Rasch werden Parallelen in den Biographien der drei Stillbacherinnen deutlich. Alle drei verließen die Enge ihres heimatlichen Bergdorfs, um in der Ferne zu erkennen, dass Kleingeistigkeit und soziale und gesellschaftlichen Zwänge nicht nur Phänomene abgelegener Bergdörfer sind. Stillbach wird für die drei Frauen zur heimatlichen Sehnsuchtsfantasie, die auf anschauliche Weise das Paradigma einer unwiderruflichen Entwurzelung verdeutlicht.
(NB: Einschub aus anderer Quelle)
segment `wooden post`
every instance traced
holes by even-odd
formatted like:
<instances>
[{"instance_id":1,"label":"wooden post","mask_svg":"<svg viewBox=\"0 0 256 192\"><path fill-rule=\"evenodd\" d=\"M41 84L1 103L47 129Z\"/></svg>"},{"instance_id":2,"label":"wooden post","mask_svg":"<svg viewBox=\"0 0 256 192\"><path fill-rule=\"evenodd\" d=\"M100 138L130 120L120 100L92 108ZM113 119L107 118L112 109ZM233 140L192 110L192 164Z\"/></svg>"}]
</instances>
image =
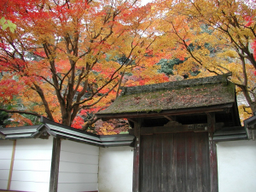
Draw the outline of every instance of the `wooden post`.
<instances>
[{"instance_id":1,"label":"wooden post","mask_svg":"<svg viewBox=\"0 0 256 192\"><path fill-rule=\"evenodd\" d=\"M210 183L211 192L218 192L218 162L216 143L212 141L216 128L215 113L207 113L208 132L209 132L209 158L210 158Z\"/></svg>"},{"instance_id":2,"label":"wooden post","mask_svg":"<svg viewBox=\"0 0 256 192\"><path fill-rule=\"evenodd\" d=\"M61 139L56 137L54 138L53 140L49 189L49 192L57 192L60 154L61 154Z\"/></svg>"},{"instance_id":3,"label":"wooden post","mask_svg":"<svg viewBox=\"0 0 256 192\"><path fill-rule=\"evenodd\" d=\"M14 169L15 150L16 150L16 142L17 142L17 140L15 140L14 143L13 143L12 159L11 159L11 163L10 163L9 172L8 184L7 184L7 189L6 189L7 190L10 189L10 185L11 185L11 182L12 182L13 169Z\"/></svg>"},{"instance_id":4,"label":"wooden post","mask_svg":"<svg viewBox=\"0 0 256 192\"><path fill-rule=\"evenodd\" d=\"M136 137L133 156L133 179L132 179L132 192L139 192L139 173L140 173L140 145L141 136L140 128L142 127L142 119L139 119L137 123L134 125L134 136Z\"/></svg>"}]
</instances>

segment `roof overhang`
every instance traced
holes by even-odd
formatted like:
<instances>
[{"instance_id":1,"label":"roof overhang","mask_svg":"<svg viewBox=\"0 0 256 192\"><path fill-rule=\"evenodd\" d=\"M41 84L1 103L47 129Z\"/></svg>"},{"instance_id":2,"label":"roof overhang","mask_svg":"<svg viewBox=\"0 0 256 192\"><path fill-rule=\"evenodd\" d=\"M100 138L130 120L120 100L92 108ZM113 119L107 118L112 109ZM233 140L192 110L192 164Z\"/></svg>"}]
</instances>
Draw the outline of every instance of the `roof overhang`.
<instances>
[{"instance_id":1,"label":"roof overhang","mask_svg":"<svg viewBox=\"0 0 256 192\"><path fill-rule=\"evenodd\" d=\"M100 147L131 146L134 140L134 137L128 134L98 136L88 133L81 130L53 122L44 117L41 117L41 125L3 128L0 130L0 133L2 133L5 138L2 138L2 140L28 138L47 139L49 136L52 136L54 137Z\"/></svg>"}]
</instances>

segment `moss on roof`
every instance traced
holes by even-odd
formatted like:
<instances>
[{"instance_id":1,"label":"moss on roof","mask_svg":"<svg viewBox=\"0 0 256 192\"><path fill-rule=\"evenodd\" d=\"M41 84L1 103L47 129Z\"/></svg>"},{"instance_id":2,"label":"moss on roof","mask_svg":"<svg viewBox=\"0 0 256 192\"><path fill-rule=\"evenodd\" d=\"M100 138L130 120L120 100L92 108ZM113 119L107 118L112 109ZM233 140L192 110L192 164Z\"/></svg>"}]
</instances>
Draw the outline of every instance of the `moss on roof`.
<instances>
[{"instance_id":1,"label":"moss on roof","mask_svg":"<svg viewBox=\"0 0 256 192\"><path fill-rule=\"evenodd\" d=\"M207 81L205 84L166 87L154 89L155 90L140 89L139 91L133 89L133 91L123 94L110 107L98 113L160 113L163 110L207 107L236 102L235 85L227 81L211 84Z\"/></svg>"}]
</instances>

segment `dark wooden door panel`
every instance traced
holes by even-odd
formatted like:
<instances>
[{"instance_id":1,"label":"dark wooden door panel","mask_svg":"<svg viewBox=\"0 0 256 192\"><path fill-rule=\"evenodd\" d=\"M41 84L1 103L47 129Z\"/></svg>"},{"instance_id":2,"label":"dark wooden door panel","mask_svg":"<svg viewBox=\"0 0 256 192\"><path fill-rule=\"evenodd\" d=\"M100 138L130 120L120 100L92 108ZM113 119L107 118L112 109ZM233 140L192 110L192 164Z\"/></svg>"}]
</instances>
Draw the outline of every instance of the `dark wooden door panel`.
<instances>
[{"instance_id":1,"label":"dark wooden door panel","mask_svg":"<svg viewBox=\"0 0 256 192\"><path fill-rule=\"evenodd\" d=\"M141 192L208 192L207 132L142 136Z\"/></svg>"}]
</instances>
Mit Gruber sogar flüchtig befreundet
Stillbach oder die Sehnsucht ist ein Roman, der auf mitfühlende Weise die Leben und Sehnsüchte seiner drei Protagonistinnen darlegt. Doch das reicht Sabine Gruber nicht aus. Sie verfolgt neben der Aufarbeitung der Geschichte der Stillbacherinnen auch den Anspruch, die konfliktbeladene deutsch-italienisch-südtirolische Geschichte (des 20. Jahrhunderts) darzulegen und zu erhellen.
Dies gelingt ihr auf erstaunliche Weise, indem sie die politischen und gesellschaftlichen Verwirrungen der faschistischen Herrschaft Mussolinis, die Besatzung durch die Nationalsozialisten und die Kämpfe der Resistenza in einem gekonnten Verfahren in den Verlauf des Roman einbindet, dabei jedoch an keiner Stelle in ein dröges Wiedergeben historischer Ereignisse verfällt. Selbst nicht geschichtsversierte Leser_innen sollten mit dem Roman keine größeren Probleme haben. Mögliche Fragen zu historischen Personen werden in einem Glossar beantwortet. Zusätzlich liefert die Figur Paul an markanten Stellen des Romans wichtige Informationen und weiterführende Erläuterungen.
Wie viel von der Autorin selbst im dem Roman steckt, erkennt man nicht nur an der Namens- und biographischen Ähnlichkeit mit der Figur Clara Burger (Gruber arbeitete ebenfalls als Lektorin in Venedig). Sabine Gruber wird an einer Stelle des Romans sogar namentlich erwähnt: „Ist nicht die in Wien lebende Schriftstellerin Sabine Gruber in Lana aufgewachsen? Wenn sie sich nicht irrte, war Ines mit Gruber sogar flüchtig befreundet gewesen.“ Clara überlegt in dem Zusammenhang, der Gruber Ines‘ Skript zur weiteren Bearbeitung zukommen zu lassen.
Sollen die Romanfiguren und das Geschehen dadurch realistischer wirken? Will sich Sabine Gruber so für die Authentizität der verarbeiteten historischen Fakten verbürgen? Angesicht der harmonischen Komposition dieses Werkes ist ein solcher Schritt jedoch vollkommen überflüssig. Dessen ungeachtet, handelt es sich bei Stillbach oder Die Sehnsucht um einen sehr persönlichen Roman, der mit viel Hingabe geschrieben wurde. Sabine Gruber präsentiert einen überaus empfehlenswerten Roman.